A ideia era “fechar o cerco” contra os candidatos que negociavam votos ou até enganavam eleitores para vencer as eleições que disputavam. A legislação eleitoral não punia a disseminada “compra de votos” e, com dificuldade, reprimia o abuso de poder. Surgiu, então, o art. 41-A da Lei das Eleições, punindo com a perda do registro (ou do diploma) e multa de até R$ 53,2 mil, os candidatos que comprarem votos, e cassação e também a aplicação de multa, até R$ 106,4 mil, para aqueles que usassem a “máquina pública” nas campanhas.

Segundo o Tribunal Superior Eleitoral – erros judiciários e excessos de julgamento à parte –, 667 prefeitos, vices e vereadores foram cassados pela Justiça Eleitoral, até maio de 2009, com base na lei de iniciativa popular 9.840/99. Eles perderam seus mandatos em função da aplicação desses dois novos dispositivos da Lei Eleitoral.

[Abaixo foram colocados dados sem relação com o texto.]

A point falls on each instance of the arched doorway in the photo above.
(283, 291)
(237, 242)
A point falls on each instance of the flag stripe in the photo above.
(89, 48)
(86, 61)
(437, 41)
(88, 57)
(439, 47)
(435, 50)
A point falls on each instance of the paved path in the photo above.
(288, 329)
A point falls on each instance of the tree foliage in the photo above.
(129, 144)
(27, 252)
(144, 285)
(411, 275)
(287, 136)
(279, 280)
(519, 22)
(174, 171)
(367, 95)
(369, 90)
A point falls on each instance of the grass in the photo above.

Apenas em 2008, segundo relatório do movimento, foram 238 prefeitos cassados. Entre 2007 e 2008, centenas de Vereadores foram cassados pela Justiça Eleitoral por haverem trocado de partido.

A regra da infidelidade partidária também cassou o Governador do Distrito Federal. Entre 2008 e 2009, três Governadores de Estado foram cassados e afastados pelo TSE de seus cargos. Com o advento da discutível Lei da “Ficha Limpa”, em 2010, dezenas de candidatos a vários cargos eletivos tiveram seus registros indeferidos. Outros concorreram, venceram mas “não levaram”. É dizer: foram votados mas não serão diplomados nem empossados.

Nesta década que finda, Lula exerceu dois mandatos presidenciais (2002-2010), Fernando Collor foi eleito Senador por Alagoas (2006) e Itamar Franco por Minas Gerais (2010). Houve uma redução das cadeiras nas Câmaras Municipais (2004). O país votou no referendo das armas e Dilma Roussef foi eleita a primeira Presidente do Brasil. Tiririca é o novel fenômeno eleitoral, após Enéas.

América –

Numa eleição discutível e até hoje revestida de suspeita, George W. Bush se reelegeu Presidente dos Estados Unidos em 2001. Perdeu nas urnas mas venceu no Colégio Eleitoral. Em janeiro de 2006, a médica Michelle Bachelet se elegeu presidente do Chile, a primeira do seu país. Entre 2000 e 2010, a Argentina teve sete Presidentes da República. Apenas Fernando de la Rúa, Eduardo Duhalde, Néstor e Cristina Kirchner foram eleitos pelo voto direito. Hugo Chavez preside a Venezuela a mais de uma década. Sua primeira eleição fora em 1999. No pleito do dia 4 de novembro de 2008, Barack Obama foi eleito o 44º Presidente dos Estados Unidos, o primeiro negro, vencendo seu adversário, John McCain, por uma diferença de 52% a 47% no total de votos.

Mundo –

Angela Merkel, uma ex-alemã oriental, é a Chanceler da Alemanha desde a eleição de 2005. Em 2009, após se reeleger, foi considerada pela revista Forbes como a mulher mais poderosa do mundo. Na Itália, sob acusações de corrupção e ligações com a Màfia, Silvio Berlusconi exerce o cargo de Primeiro Ministro pela segunda vez nesta década. Antes de se tornar presidente da França, eleito em 2007, Nicolas Sarkozy foi líder partidário e chefiou meia dezena de Ministérios. As eleições e a cidadania na China não avançaram nesta década. Qualquer cidadão pode perder o direito de votar caso seja acusado – basta ser investigado – de “ameaçar a segurança nacional”.

Antônio Augusto Mayer dos Santos é advogado especialista em direito eleitoral, professor e autor do livro “Reforma Política – inércia e controvérsias” (Editora Age); e escreve no Blog do Mílton Jung.